This is a generalist show. It is a good show for anyone new to Byzantium or if you already know of one of the show’s pieces and would like to see it in person. That said, the objects in this show are of a consistently high level and of great interest to the liturgical artist.
This is a show about life in Byzantium, which clearly had a religious aspect to it and it is shown, but the religious life is not the focus of the exhibit. There are two rooms full of coins, jewelry, books (three of which are religious/ gospels) glass vials, lamps, spoons, and sundry every day objects. In the other rooms, non religious examples of life are shown alongside the religious objects – capitals from columns, table legs, frescos and mosaics next to alter tables, icons and w all paintings from churches. One room is all icons. There are 24 icons in all and several illuminated gospels and liturgical books.
Of the liturgical items, there are some incredible examples. My three favorites were the mosaic icon with the Virgin Episkepsis, the two sided icon with the Virgin Hodegetria on the front and the Man of Sorrows on the back, and a large epitaphios from the 1300’s.
Mosaic icons were among the most costly items of Byzantine art. Very few survive and this is a rare large icon, which reflects the monumental style of the wall mosaics of the late 13th century.
The two sided icon with the Man of Sorrows is the earliest known depiction of this theme, inspired by Isaiah 53:8. Evidently liturgical offices relating to the Passion developed in Constantinopolitan monasteries during the 11th century and “the liturgical needs of the offices of the Passion led to the development of a new iconographic motif combining the themes of the Crucifixion, Lamentation and Entombment,” according to Angeliki Strati in the exhibition catalog.
Finally, the large epitaphios was discovered in a small church in Thessaloniki in 1900. This epitaphios is the most important extant example of Palaiologan embroidery.
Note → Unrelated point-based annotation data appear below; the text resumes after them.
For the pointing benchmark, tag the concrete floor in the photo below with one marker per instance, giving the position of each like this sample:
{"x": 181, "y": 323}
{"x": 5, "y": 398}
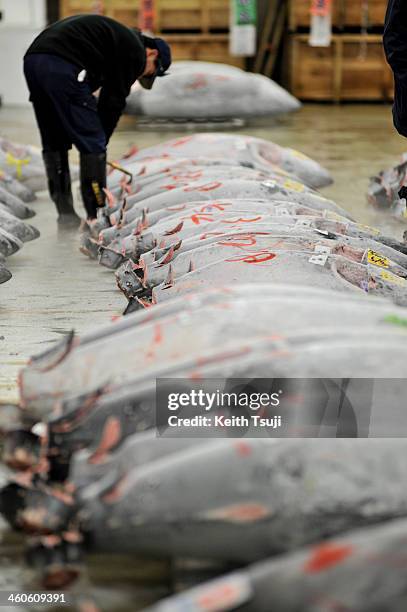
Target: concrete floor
{"x": 55, "y": 288}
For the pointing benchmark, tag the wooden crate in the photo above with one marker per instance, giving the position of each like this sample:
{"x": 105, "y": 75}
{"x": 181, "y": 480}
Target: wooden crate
{"x": 345, "y": 13}
{"x": 206, "y": 48}
{"x": 352, "y": 68}
{"x": 202, "y": 16}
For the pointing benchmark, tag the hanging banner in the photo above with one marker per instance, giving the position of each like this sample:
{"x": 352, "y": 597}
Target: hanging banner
{"x": 243, "y": 28}
{"x": 321, "y": 23}
{"x": 99, "y": 7}
{"x": 147, "y": 16}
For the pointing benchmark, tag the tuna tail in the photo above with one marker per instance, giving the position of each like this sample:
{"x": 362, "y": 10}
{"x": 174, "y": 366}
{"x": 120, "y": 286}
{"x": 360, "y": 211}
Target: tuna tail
{"x": 57, "y": 561}
{"x": 133, "y": 306}
{"x": 54, "y": 356}
{"x": 110, "y": 199}
{"x": 144, "y": 219}
{"x": 176, "y": 229}
{"x": 169, "y": 281}
{"x": 169, "y": 256}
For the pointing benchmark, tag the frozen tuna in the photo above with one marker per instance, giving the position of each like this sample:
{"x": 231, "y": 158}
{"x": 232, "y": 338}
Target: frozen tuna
{"x": 250, "y": 151}
{"x": 204, "y": 90}
{"x": 362, "y": 570}
{"x": 261, "y": 498}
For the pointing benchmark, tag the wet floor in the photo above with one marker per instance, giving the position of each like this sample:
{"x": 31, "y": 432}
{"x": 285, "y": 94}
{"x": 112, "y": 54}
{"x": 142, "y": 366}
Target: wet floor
{"x": 55, "y": 288}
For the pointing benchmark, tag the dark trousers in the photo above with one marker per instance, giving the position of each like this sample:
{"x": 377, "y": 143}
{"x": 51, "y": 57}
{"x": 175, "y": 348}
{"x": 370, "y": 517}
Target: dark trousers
{"x": 65, "y": 109}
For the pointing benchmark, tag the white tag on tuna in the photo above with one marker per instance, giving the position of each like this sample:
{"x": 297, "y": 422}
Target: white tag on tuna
{"x": 303, "y": 223}
{"x": 281, "y": 211}
{"x": 320, "y": 256}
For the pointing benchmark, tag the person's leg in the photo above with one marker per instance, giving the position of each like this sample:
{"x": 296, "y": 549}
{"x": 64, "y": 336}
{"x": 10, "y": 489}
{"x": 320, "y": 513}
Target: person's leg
{"x": 55, "y": 143}
{"x": 78, "y": 113}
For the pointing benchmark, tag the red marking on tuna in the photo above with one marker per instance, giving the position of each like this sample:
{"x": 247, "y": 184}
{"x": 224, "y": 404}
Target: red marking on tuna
{"x": 198, "y": 217}
{"x": 167, "y": 258}
{"x": 181, "y": 141}
{"x": 260, "y": 257}
{"x": 209, "y": 207}
{"x": 176, "y": 208}
{"x": 132, "y": 151}
{"x": 144, "y": 303}
{"x": 194, "y": 176}
{"x": 251, "y": 241}
{"x": 176, "y": 229}
{"x": 206, "y": 187}
{"x": 243, "y": 449}
{"x": 218, "y": 598}
{"x": 115, "y": 493}
{"x": 242, "y": 220}
{"x": 110, "y": 437}
{"x": 325, "y": 556}
{"x": 239, "y": 513}
{"x": 199, "y": 83}
{"x": 156, "y": 341}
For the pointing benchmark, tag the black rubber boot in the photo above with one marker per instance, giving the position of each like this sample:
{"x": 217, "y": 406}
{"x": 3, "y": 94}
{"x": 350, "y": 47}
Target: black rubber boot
{"x": 59, "y": 186}
{"x": 93, "y": 181}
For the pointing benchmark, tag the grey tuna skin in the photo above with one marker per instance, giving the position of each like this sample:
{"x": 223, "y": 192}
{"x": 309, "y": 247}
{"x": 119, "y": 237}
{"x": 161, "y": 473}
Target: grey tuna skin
{"x": 337, "y": 273}
{"x": 230, "y": 188}
{"x": 137, "y": 279}
{"x": 14, "y": 205}
{"x": 188, "y": 179}
{"x": 104, "y": 419}
{"x": 79, "y": 366}
{"x": 173, "y": 229}
{"x": 272, "y": 207}
{"x": 9, "y": 244}
{"x": 5, "y": 275}
{"x": 247, "y": 150}
{"x": 16, "y": 188}
{"x": 16, "y": 226}
{"x": 246, "y": 500}
{"x": 363, "y": 571}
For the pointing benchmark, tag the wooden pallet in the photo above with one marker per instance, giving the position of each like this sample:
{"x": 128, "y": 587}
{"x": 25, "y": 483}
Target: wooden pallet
{"x": 205, "y": 48}
{"x": 345, "y": 13}
{"x": 203, "y": 16}
{"x": 352, "y": 68}
{"x": 178, "y": 17}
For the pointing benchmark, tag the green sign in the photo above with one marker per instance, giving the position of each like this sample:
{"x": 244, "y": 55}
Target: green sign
{"x": 245, "y": 12}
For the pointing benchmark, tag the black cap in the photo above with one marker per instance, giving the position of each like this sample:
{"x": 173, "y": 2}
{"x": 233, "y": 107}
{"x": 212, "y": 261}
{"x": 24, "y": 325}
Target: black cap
{"x": 163, "y": 63}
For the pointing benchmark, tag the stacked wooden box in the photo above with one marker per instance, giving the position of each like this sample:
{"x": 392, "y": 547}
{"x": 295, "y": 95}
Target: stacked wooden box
{"x": 196, "y": 29}
{"x": 353, "y": 67}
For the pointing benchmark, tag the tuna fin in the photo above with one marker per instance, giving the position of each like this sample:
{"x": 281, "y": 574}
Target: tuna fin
{"x": 133, "y": 305}
{"x": 169, "y": 281}
{"x": 119, "y": 223}
{"x": 176, "y": 229}
{"x": 111, "y": 201}
{"x": 131, "y": 152}
{"x": 169, "y": 256}
{"x": 110, "y": 437}
{"x": 50, "y": 359}
{"x": 144, "y": 219}
{"x": 144, "y": 303}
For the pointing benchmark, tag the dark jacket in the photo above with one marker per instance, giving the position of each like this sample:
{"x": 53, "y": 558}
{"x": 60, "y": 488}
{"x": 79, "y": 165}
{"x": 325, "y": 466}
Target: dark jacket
{"x": 113, "y": 55}
{"x": 395, "y": 46}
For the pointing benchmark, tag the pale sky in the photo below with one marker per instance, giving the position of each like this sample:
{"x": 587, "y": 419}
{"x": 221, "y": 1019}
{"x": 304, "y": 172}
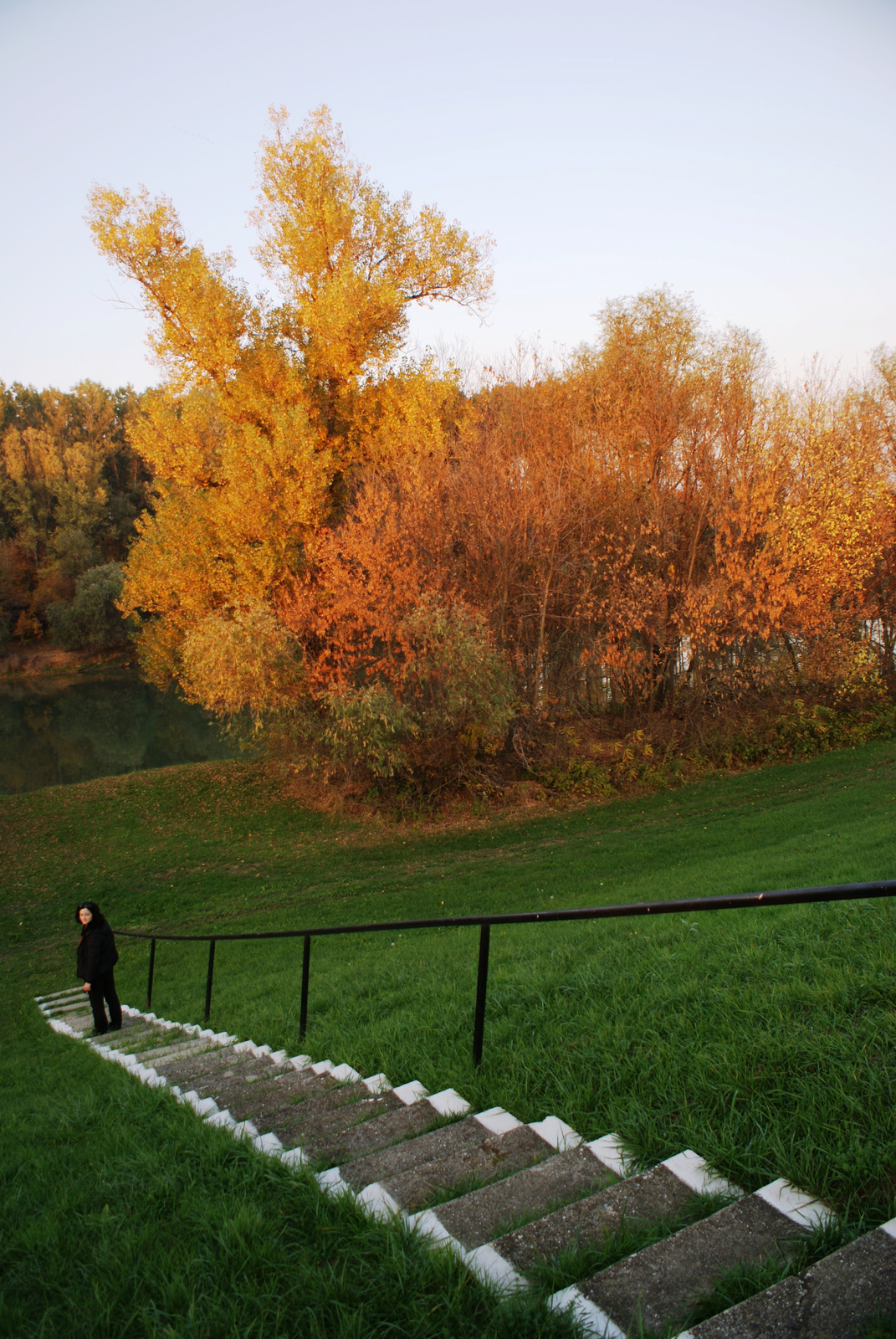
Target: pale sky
{"x": 740, "y": 151}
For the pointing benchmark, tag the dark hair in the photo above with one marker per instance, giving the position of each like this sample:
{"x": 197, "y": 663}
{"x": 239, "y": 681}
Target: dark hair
{"x": 95, "y": 912}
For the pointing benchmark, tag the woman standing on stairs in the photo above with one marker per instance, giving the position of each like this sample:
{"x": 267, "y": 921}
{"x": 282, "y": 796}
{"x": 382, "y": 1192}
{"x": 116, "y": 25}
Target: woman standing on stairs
{"x": 97, "y": 957}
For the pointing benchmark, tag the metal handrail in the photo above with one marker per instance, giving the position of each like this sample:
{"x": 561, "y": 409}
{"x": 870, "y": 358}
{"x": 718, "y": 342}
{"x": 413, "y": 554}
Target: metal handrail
{"x": 731, "y": 901}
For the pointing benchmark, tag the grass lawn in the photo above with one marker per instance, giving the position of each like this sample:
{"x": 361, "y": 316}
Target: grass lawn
{"x": 764, "y": 1039}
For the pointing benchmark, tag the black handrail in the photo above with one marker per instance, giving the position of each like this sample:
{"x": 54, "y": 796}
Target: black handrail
{"x": 731, "y": 901}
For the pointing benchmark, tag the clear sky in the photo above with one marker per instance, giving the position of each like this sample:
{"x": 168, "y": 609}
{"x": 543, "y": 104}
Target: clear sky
{"x": 740, "y": 151}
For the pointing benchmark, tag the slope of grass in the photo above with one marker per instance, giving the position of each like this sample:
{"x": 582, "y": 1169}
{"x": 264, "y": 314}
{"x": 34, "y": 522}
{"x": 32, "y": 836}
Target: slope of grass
{"x": 124, "y": 1216}
{"x": 765, "y": 1039}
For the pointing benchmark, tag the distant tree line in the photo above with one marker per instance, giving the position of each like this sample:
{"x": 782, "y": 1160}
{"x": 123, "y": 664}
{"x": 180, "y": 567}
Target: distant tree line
{"x": 619, "y": 566}
{"x": 71, "y": 489}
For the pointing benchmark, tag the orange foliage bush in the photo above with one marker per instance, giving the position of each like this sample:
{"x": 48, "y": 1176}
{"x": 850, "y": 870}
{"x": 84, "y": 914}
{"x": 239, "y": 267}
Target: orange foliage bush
{"x": 409, "y": 582}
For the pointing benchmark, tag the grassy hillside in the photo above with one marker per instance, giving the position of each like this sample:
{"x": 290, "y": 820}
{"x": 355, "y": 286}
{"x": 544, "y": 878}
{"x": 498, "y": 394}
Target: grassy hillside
{"x": 765, "y": 1039}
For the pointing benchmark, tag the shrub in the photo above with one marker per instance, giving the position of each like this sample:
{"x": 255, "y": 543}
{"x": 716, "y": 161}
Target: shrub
{"x": 93, "y": 618}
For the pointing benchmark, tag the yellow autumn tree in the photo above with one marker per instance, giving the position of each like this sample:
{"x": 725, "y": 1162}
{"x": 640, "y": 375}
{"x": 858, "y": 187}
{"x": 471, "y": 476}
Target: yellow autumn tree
{"x": 271, "y": 403}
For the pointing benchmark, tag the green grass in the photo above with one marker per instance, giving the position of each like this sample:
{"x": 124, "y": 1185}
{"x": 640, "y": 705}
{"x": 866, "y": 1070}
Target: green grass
{"x": 583, "y": 1258}
{"x": 124, "y": 1216}
{"x": 764, "y": 1039}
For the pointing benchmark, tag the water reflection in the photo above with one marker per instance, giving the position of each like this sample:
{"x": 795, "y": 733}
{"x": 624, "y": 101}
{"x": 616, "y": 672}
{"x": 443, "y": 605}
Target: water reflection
{"x": 57, "y": 731}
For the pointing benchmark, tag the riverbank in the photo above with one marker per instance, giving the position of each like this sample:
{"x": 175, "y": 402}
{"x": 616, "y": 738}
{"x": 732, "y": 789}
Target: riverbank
{"x": 44, "y": 658}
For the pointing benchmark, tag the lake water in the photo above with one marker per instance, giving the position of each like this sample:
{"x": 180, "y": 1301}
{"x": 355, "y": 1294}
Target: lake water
{"x": 58, "y": 731}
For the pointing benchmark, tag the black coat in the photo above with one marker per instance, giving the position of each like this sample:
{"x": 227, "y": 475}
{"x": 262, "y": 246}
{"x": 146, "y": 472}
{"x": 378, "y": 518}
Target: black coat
{"x": 97, "y": 952}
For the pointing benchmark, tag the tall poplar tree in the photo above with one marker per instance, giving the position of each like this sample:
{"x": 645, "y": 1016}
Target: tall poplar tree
{"x": 269, "y": 403}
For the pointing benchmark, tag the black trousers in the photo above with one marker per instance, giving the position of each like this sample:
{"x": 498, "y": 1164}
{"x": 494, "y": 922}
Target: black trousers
{"x": 104, "y": 988}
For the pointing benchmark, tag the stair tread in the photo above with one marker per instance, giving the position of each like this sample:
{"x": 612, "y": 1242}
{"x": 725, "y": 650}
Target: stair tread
{"x": 323, "y": 1121}
{"x": 247, "y": 1086}
{"x": 416, "y": 1169}
{"x": 658, "y": 1285}
{"x": 648, "y": 1196}
{"x": 394, "y": 1126}
{"x": 837, "y": 1298}
{"x": 476, "y": 1218}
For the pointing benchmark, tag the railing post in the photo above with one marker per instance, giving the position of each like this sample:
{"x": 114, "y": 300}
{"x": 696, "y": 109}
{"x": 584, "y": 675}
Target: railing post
{"x": 207, "y": 983}
{"x": 481, "y": 986}
{"x": 305, "y": 970}
{"x": 149, "y": 979}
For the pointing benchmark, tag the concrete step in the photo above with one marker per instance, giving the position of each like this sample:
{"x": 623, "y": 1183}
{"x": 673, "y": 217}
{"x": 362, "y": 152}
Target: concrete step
{"x": 323, "y": 1124}
{"x": 650, "y": 1196}
{"x": 252, "y": 1089}
{"x": 481, "y": 1147}
{"x": 44, "y": 1001}
{"x": 389, "y": 1129}
{"x": 75, "y": 1004}
{"x": 180, "y": 1046}
{"x": 835, "y": 1299}
{"x": 483, "y": 1215}
{"x": 657, "y": 1287}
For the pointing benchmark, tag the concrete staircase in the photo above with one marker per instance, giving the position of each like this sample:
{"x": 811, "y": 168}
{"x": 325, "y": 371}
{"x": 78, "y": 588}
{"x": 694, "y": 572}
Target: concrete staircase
{"x": 510, "y": 1198}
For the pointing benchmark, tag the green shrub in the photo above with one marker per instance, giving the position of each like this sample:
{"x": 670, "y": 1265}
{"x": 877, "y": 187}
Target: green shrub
{"x": 93, "y": 618}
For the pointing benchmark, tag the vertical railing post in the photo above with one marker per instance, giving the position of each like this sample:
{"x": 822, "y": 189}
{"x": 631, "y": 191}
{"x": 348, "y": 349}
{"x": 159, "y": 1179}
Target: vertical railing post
{"x": 207, "y": 983}
{"x": 305, "y": 970}
{"x": 149, "y": 979}
{"x": 481, "y": 986}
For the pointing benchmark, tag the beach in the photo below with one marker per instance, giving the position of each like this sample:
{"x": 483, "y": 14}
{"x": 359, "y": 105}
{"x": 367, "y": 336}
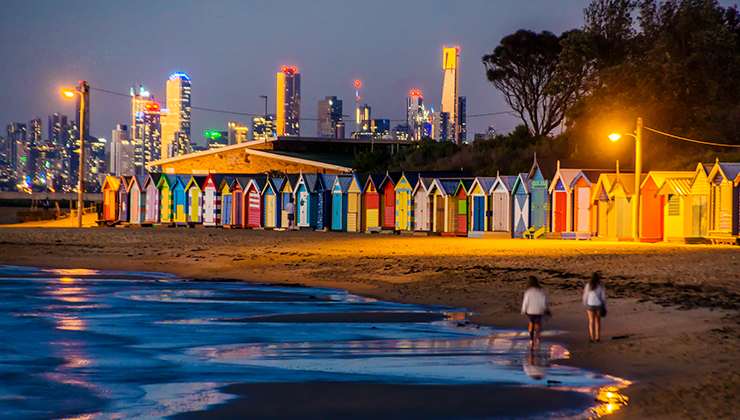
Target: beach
{"x": 672, "y": 326}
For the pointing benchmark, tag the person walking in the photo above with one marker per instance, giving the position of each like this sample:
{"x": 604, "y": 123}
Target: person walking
{"x": 535, "y": 306}
{"x": 290, "y": 209}
{"x": 594, "y": 299}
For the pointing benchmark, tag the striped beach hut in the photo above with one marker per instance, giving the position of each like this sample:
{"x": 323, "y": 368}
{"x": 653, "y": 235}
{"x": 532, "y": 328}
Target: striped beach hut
{"x": 724, "y": 200}
{"x": 324, "y": 191}
{"x": 520, "y": 205}
{"x": 123, "y": 199}
{"x": 271, "y": 202}
{"x": 422, "y": 204}
{"x": 371, "y": 197}
{"x": 480, "y": 206}
{"x": 166, "y": 199}
{"x": 152, "y": 198}
{"x": 110, "y": 198}
{"x": 137, "y": 199}
{"x": 501, "y": 195}
{"x": 226, "y": 203}
{"x": 180, "y": 199}
{"x": 194, "y": 190}
{"x": 404, "y": 201}
{"x": 253, "y": 201}
{"x": 212, "y": 200}
{"x": 652, "y": 214}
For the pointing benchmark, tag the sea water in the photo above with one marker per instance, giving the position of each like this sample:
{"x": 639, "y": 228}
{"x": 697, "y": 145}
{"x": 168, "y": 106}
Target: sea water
{"x": 87, "y": 344}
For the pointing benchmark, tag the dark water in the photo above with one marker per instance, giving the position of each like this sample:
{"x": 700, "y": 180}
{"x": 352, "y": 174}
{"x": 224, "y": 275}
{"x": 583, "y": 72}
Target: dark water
{"x": 83, "y": 344}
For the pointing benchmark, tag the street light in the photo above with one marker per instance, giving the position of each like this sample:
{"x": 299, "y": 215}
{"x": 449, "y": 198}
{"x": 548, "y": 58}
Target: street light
{"x": 84, "y": 89}
{"x": 638, "y": 173}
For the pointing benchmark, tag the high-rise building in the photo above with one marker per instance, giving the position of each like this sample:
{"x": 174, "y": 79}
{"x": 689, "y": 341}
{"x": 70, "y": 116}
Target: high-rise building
{"x": 176, "y": 118}
{"x": 330, "y": 118}
{"x": 288, "y": 102}
{"x": 451, "y": 91}
{"x": 237, "y": 133}
{"x": 56, "y": 128}
{"x": 263, "y": 128}
{"x": 121, "y": 152}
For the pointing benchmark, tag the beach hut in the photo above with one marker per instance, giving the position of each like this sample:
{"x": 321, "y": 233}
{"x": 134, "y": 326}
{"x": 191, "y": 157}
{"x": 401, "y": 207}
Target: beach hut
{"x": 123, "y": 199}
{"x": 323, "y": 193}
{"x": 212, "y": 200}
{"x": 724, "y": 205}
{"x": 152, "y": 212}
{"x": 291, "y": 181}
{"x": 226, "y": 203}
{"x": 194, "y": 192}
{"x": 652, "y": 214}
{"x": 371, "y": 196}
{"x": 110, "y": 198}
{"x": 520, "y": 205}
{"x": 422, "y": 204}
{"x": 253, "y": 201}
{"x": 501, "y": 196}
{"x": 306, "y": 196}
{"x": 271, "y": 201}
{"x": 405, "y": 202}
{"x": 561, "y": 198}
{"x": 238, "y": 186}
{"x": 137, "y": 199}
{"x": 480, "y": 204}
{"x": 166, "y": 199}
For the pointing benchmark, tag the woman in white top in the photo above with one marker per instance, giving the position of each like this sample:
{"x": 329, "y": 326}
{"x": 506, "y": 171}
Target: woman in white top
{"x": 534, "y": 306}
{"x": 594, "y": 299}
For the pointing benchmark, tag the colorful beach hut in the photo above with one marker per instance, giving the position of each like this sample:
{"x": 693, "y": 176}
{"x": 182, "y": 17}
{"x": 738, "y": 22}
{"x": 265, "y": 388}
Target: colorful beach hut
{"x": 724, "y": 202}
{"x": 521, "y": 207}
{"x": 123, "y": 199}
{"x": 501, "y": 197}
{"x": 271, "y": 202}
{"x": 371, "y": 196}
{"x": 194, "y": 190}
{"x": 480, "y": 202}
{"x": 166, "y": 199}
{"x": 652, "y": 212}
{"x": 110, "y": 198}
{"x": 212, "y": 200}
{"x": 152, "y": 198}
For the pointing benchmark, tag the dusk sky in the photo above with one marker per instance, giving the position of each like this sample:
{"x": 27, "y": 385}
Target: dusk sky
{"x": 232, "y": 51}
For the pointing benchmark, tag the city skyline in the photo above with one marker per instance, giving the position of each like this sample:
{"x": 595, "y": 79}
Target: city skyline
{"x": 389, "y": 63}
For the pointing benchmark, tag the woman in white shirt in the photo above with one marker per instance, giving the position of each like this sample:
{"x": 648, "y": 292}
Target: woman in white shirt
{"x": 594, "y": 299}
{"x": 534, "y": 306}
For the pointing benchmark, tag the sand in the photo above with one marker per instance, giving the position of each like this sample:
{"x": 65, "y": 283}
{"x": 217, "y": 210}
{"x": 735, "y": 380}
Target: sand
{"x": 673, "y": 324}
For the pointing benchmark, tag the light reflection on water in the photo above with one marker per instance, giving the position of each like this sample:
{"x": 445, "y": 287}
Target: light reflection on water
{"x": 108, "y": 345}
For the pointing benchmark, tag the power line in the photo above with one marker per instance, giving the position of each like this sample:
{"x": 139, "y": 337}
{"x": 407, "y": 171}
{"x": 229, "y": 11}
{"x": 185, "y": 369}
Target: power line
{"x": 691, "y": 140}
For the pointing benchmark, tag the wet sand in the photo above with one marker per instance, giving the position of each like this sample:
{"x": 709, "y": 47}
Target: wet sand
{"x": 673, "y": 325}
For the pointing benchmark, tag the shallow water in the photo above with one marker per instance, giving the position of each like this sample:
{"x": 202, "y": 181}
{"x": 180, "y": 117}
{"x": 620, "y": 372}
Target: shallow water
{"x": 85, "y": 344}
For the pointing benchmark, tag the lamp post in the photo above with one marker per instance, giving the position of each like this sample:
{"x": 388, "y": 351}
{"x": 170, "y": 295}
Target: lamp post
{"x": 70, "y": 93}
{"x": 638, "y": 173}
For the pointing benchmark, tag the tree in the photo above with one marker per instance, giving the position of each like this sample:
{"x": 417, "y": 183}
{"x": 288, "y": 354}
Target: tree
{"x": 524, "y": 67}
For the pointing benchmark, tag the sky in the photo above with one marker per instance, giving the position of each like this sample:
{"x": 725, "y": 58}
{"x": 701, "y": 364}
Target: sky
{"x": 232, "y": 51}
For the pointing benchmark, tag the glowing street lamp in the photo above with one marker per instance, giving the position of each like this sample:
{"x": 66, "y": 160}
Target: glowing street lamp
{"x": 70, "y": 93}
{"x": 638, "y": 173}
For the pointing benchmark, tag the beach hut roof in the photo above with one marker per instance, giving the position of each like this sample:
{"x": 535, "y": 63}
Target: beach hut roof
{"x": 675, "y": 186}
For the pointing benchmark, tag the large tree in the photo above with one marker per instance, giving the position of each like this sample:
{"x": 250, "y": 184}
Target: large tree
{"x": 524, "y": 66}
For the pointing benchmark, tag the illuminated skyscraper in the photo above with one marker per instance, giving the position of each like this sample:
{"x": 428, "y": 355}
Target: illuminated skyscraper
{"x": 176, "y": 119}
{"x": 450, "y": 93}
{"x": 288, "y": 102}
{"x": 330, "y": 118}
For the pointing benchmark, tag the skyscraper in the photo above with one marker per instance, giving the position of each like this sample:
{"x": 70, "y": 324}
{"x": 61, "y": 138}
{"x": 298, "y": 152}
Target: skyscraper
{"x": 330, "y": 118}
{"x": 288, "y": 102}
{"x": 451, "y": 92}
{"x": 121, "y": 151}
{"x": 176, "y": 118}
The work is breathtaking and it is remarkable in its preservation. In it are depicted the three highest ranks of the angelic hierarchy, cherubim, seraphim and thrones, distinguished by the number and type of wings, upholding the dead body of Christ. Other angels surround the body and hold lances bearing the trisagion hymn, Holy, Holy, Holy.
The catalog is so good that if you cannot make the show, you’ll feel like you were there, so it’s worth buying. It is packaged in a two-volume set; one volume contains high quality pictures of all the objects in the show, plus many more. There are excellent articles, including articles from such heavy hitters as Slobodan Curcic, Anthony Cutler and even Robert S. Nelson. The second volume is more of a travel brochure, but for anyone interested in visiting Greece beyond the tourist level, this is a great reference for architecture and churches.
On a practical note, you should park by the 4th avenue entrance. The exhibit is right up the stairs. Before going, you might consider downloading “Parkmobile” app to your mobile phone. It allows you to park on the street as most of the meters are broken, but, naturally, you are still liable for the fee and will be ticketed – with the app, you can pay remotely and won’t get a ticket. Or, you could bring a roll of quarters. There is only 2 hour parking either way, so you have to move your car. On street parking is $4.50 for 2 hours. The lots close by start at $12.00 for the first hour. I spent about 3 hours at the exhibit.
Bring a little money for the gift store – there are some Greek published books, (in English), of the smaller towns and museums which supplied some of the shows items. These are very well done with lots of high quality photos of the insides of churches and make great references for the liturgical artist.